Часто Семен Михайлович встречался со своими друзьями-конармейцами. Встречи проходили шумно, весело. Один и тот же эпизод каждый вспоминал по-своему. Каждый старался добавить только ему запомнившуюся деталь, возникали споры.
Помню, как-то Андрей Васильевич Хрулев завел разговор о том, как Семен Михайлович просто и доходчиво мог разъяснить конармейцам непонятные для них вопросы. И рассказал такой случай.
«Однажды на митинге бойцы спросили выступавшего с трибуны Троцкого, какая разница между коммунистами и большевиками. Троцкий стал объяснять мудреными и непонятными словами, сыпал научными терминами. Ничего не поняв, бойцы недовольно загудели. Семен Михайлович вышел на трибуну и поднял руку. Наступила тишина. Командарм вынул спичечную коробку из кармана и, подняв ее на вытянутой руке, спросил: «Что это?» Часть бойцов ответила «спички», а часть — «серники». «Меняется от названия содержание коробки?» Все ответили: «Нет!» «Так же и большевик и коммунист — это одно и то же», — пояснил Семен Михайлович. «Ну, теперь понятно, — зашумели бойцы, — так бы сразу и сказали».
— Обставил я оратора своей логикой. Обиделся на меня Троцкий, — дополнил рассказ Хрулева Семен Михайлович. — В Москве он наговорил много нелестного о нас. Владимир Ильич нас защитил, он сказал: «Товарищ Буденный со своими бойцами бьет белых генералов и защищает Советскую власть. Вопрос этот снимается с обсуждения». Правда, об этом мы узнали уже много лет спустя…
Семен Михайлович обладал чувством юмора, любил шутку, умел рассказывать смешные истории из своей жизни.

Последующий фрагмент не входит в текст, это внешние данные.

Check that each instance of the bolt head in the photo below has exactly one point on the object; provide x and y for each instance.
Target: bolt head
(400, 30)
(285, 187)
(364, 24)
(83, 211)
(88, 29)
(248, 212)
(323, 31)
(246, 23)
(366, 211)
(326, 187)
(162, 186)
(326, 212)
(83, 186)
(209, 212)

— Как-то мне доложил адъютант, — рассказывал Семен Михайлович, — что звонил художник Василий Никитич Мешков. Освободившись, я позвонил ему. Он попросил разрешения написать мой портрет. Договорились встретиться у меня на квартире. Наши сеансы проходили интересно: он рассказывал о художниках, о различных течениях в искусстве. А я — о героизме конармейцев и разных случаях из времен гражданской войны.
Однажды, оставшись один после очередного сеанса, я стал рассматривать портрет, и мне показалось, что застежка на гимнастерке не на середине и усы уж очень жесткие, торчат, как у кота. Я взял кисть и подправил портрет. Мне показалось, что портрет стал лучше. Но каково же было мое удивление, когда на следующий день, приехав домой, я еще в передней услышал разгневанный голос художника. Вхожу в кабинет и вижу разъяренного Мешкова. Он ругался, что кто-то «изуродовал» портрет.
— Не изуродовал, а подправил, — сказал я.
Это окончательно вывело художника из равновесия. Я тоже вспылил. И в результате сеанс не состоялся.
Через некоторое время Василий Никитич позвонил.
— Семен Михайлович, вы на меня не сердитесь? — спросил он.
— Нет, — отвечаю, — я быстро отхожу.
— Я тоже, — сказал Василий Никитич. — Может, продолжим наши встречи?
— Пожалуйста, — ответил я.
Портрет получился хороший, и мне очень понравился.
— Но почему глаза вы сделали светлыми, с голубизной? — спросил я. — Ведь они у меня, как у кошки, карие с зеленцой.